Rice noodles are the most straightforward swap. They’re naturally FODMAP-free and work well in a ramen-style broth. You can also find gluten-free ramen noodles made from rice flour, buckwheat (which despite the name contains no wheat), or mung bean starch. Check the label carefully, though. Some “gluten-free” noodles still include high FODMAP ingredients like inulin or chicory root fiber as additives.
Building a Low FODMAP Broth
The broth is where ramen gets its depth, and it’s also where FODMAP traps hide. Restaurant ramen broths are simmered for hours with onion and garlic as foundational aromatics, making them essentially impossible to order with confidence on a low FODMAP diet.
At home, you have more control. Start with a plain chicken or beef bone broth that you’ve made yourself without onion or garlic, or buy a commercial broth that lists no onion, garlic, or “natural flavors” (which often contain one or both). For garlic flavor without the FODMAPs, use garlic-infused oil. The fructans in garlic are water-soluble but not fat-soluble, so when garlic is steeped in oil, the flavor compounds transfer into the fat while the problematic sugars stay behind. This gives you that garlic taste without the digestive hit.
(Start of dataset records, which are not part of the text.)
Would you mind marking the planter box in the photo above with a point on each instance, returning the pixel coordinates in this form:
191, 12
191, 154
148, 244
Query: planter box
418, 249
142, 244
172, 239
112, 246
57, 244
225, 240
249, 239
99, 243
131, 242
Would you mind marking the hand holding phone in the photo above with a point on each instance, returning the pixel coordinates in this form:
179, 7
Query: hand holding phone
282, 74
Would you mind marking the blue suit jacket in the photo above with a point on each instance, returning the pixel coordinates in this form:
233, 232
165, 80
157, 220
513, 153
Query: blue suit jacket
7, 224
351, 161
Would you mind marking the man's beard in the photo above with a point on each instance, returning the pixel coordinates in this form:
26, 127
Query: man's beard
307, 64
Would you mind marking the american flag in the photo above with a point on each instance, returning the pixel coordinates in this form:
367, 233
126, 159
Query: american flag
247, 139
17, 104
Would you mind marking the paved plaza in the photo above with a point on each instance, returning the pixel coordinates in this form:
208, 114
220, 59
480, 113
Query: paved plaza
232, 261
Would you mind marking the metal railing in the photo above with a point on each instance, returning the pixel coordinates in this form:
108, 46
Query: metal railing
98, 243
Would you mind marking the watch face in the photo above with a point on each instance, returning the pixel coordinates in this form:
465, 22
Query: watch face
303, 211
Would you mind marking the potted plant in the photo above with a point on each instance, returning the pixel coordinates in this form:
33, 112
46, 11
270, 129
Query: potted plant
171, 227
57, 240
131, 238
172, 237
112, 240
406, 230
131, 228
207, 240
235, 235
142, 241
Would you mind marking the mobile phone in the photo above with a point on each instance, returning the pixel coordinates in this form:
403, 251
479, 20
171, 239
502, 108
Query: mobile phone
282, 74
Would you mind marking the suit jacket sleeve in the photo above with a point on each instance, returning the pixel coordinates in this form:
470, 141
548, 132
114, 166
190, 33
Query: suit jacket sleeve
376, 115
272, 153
For umami depth, soy sauce is safe at up to 2 tablespoons per serving. Soybean-based miso paste (white or red varieties) is also low FODMAP at servings of 12 grams, roughly one tablespoon. Stir either into your broth for richness. One important exception: barley miso should be avoided entirely, as the barley adds a high load of galacto-oligosaccharides that puts it outside safe limits regardless of serving size.
Safe Toppings and Add-Ins
Toppings are where you can make a low FODMAP ramen bowl feel complete rather than stripped down. These are all safe options:
- Protein: soft-boiled egg, firm tofu (up to about 160 grams), plain chicken, pork belly, or shrimp
- Vegetables: bok choy, bean sprouts, carrots, spinach, green parts of scallions (avoid the white bulb), red bell pepper
- Flavor boosters: sesame oil, rice vinegar, chili flakes, fresh ginger, sesame seeds
The green tops of scallions deserve special attention. They’re low FODMAP and deliver that classic ramen garnish look and flavor, while the white and light green parts near the root contain concentrated fructans. Slice only the dark green portion.
What About Restaurant Ramen
Eating ramen at a restaurant on a low FODMAP diet is genuinely difficult. The broth is the core issue. Tonkotsu, shoyu, and miso broths at ramen shops are almost always built on a base that includes onion and garlic simmered directly in the liquid, meaning the fructans have fully leached into the broth. Unlike garlic-infused oil, where fructans can’t dissolve into fat, a water-based broth absorbs everything.
Some restaurants offer a “plain” or customizable broth, but even then, the base stock usually contains onion or garlic. Your best bet is to ask directly whether the broth is made with onion or garlic. If the kitchen can’t confirm it’s free of both, the safest choice is to skip the broth-based bowl and look for other menu options.
A Simple Low FODMAP Ramen Formula
If you’re building a bowl at home, a reliable template looks like this: cook rice noodles or verified gluten-free ramen noodles according to the package. Heat a garlic-and-onion-free broth with a tablespoon of soy sauce, a teaspoon of ginger, and a generous drizzle of garlic-infused oil. Add a spoonful of white or red miso (not barley) and stir until dissolved. Pour the broth over the noodles and top with a soft-boiled egg, bok choy, bean sprouts, and sliced scallion greens. Finish with sesame oil and chili flakes.
It won’t taste identical to a long-simmered tonkotsu bowl, but the combination of miso, soy sauce, garlic-infused oil, and ginger creates a surprisingly rich and satisfying broth that your gut can handle.